跳转至

ModelInput in transforms(transforms中的ModelInput)

The ModelInput class allows you to load and use models within Python transforms, making it easy to incorporate model inference logic into your data pipelines. To learn more about using models in code workspaces, you can review details on the ModelInput class in Jupyter® Code Workspaces.

Class definition

from palantir_models.transforms import ModelInput

ModelInput(
    alias,                  # (string) Path or RID of model to load
    model_version=None,     # (Optional) RID of specific model version
    use_sidecar=False,      # (Optional) Run model in separate container
    sidecar_resources=None  # (Optional) Resource configuration for sidecar
)

Parameters

Parameter Type Description Version / Notes
alias str Path or resource ID (RID) of the model resource to load from.
model_version Optional[str] RID or semantic version of the specific model version to use. If not specified, the latest version will be used.
use_sidecar Optional[bool] When True, runs the model in a separate container to prevent dependency conflicts between the model adapter and transform environment. Introduced in palantir_models version 0.1673.0
sidecar_resources Optional[Dict[str, Union[float, int]]] Resource configuration for the sidecar container. This parameter can only be used when use_sidecar is set to True.

Supports the following options:
OptionTypeDescription
"cpus"floatNumber of CPUs for the sidecar container
"memory_gb"floatMemory in GB for the sidecar container
"gpus"intNumber of GPUs for the sidecar container
Introduced in palantir_models version 0.1673.0

Examples

The code snippets below demonstrate the usage of a model in a transform. The examples assume the adapter for the model has a single Pandas input and a single Pandas output DataFrame called output_df specified in its API. The transform method on the model adapter, which leverages your provided predict method, automatically converts data_in, a TransformInput/LightweightInput instance, into the tabular input (either a Spark or Pandas DataFrame) expected by your model adapter's API.

For use cases that do not require distributed inference in Spark, it is recommended to use lightweight transforms (the default with @transform.using) and run the model as a sidecar container. Learn more about model sidecars below.

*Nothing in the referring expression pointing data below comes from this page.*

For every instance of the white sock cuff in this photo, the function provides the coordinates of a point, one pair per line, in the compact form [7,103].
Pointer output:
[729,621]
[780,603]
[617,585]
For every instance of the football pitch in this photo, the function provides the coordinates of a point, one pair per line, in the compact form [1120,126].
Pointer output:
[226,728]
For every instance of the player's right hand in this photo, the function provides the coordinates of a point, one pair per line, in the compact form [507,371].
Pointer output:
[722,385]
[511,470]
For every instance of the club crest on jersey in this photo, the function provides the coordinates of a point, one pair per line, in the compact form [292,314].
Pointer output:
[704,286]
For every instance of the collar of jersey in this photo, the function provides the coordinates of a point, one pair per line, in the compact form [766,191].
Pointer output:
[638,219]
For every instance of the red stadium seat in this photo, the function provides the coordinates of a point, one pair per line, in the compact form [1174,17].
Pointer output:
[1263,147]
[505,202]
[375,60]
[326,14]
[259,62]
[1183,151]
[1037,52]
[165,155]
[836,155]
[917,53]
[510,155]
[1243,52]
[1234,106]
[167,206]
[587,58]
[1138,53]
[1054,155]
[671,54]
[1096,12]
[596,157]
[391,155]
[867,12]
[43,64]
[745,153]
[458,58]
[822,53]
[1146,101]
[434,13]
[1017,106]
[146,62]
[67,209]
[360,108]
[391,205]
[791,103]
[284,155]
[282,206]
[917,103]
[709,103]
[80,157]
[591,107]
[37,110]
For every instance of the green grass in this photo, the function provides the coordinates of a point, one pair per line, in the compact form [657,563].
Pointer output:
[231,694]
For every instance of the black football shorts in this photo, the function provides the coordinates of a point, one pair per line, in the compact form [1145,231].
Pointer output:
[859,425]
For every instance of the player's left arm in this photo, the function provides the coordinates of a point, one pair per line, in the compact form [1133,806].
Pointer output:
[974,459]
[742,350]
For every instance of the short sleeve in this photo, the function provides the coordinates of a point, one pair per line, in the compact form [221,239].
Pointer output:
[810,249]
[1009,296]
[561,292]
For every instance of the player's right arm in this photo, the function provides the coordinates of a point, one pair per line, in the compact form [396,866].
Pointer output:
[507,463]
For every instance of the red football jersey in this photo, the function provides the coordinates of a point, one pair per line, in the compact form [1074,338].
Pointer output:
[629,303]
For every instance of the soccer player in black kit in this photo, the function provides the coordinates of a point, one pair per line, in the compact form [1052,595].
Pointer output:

from transforms.api import Input, Output, transform, LightweightInput, LightweightOutput
from palantir_models import ModelAdapter
from palantir_models.transforms import ModelInput


# Using use_sidecar=True with @transform.using requires palantir_models version 0.2010.0 or higher.
@transform.using(
    data_in=Input("path/to/input"),
    model_input=ModelInput(
        "path/to/my/model",
        use_sidecar=True # runs the model as a sidecar container
    ),
    out=Output('path/to/output'),
)
def my_transform(data_in: LightweightInput, model_input: ModelAdapter, out: LightweightOutput) -> None:
    # Assuming the model's API has a single Pandas input
    # and a single pandas output named `df_out`.
    inference_results = model_input.transform(data_in)
    predictions = inference_results.df_out
    # Alternatively, you can use the predict method on
    # a Pandas DataFrame instance directly:
    # predictions = model_input.predict(data_in.pandas())
    out.write_pandas(predictions)

Distributed inference in Spark transforms

Using the DistributedInferenceWrapper, the model will be distributed to each of the executors in the Spark job. Learn more about distributed Spark inference below.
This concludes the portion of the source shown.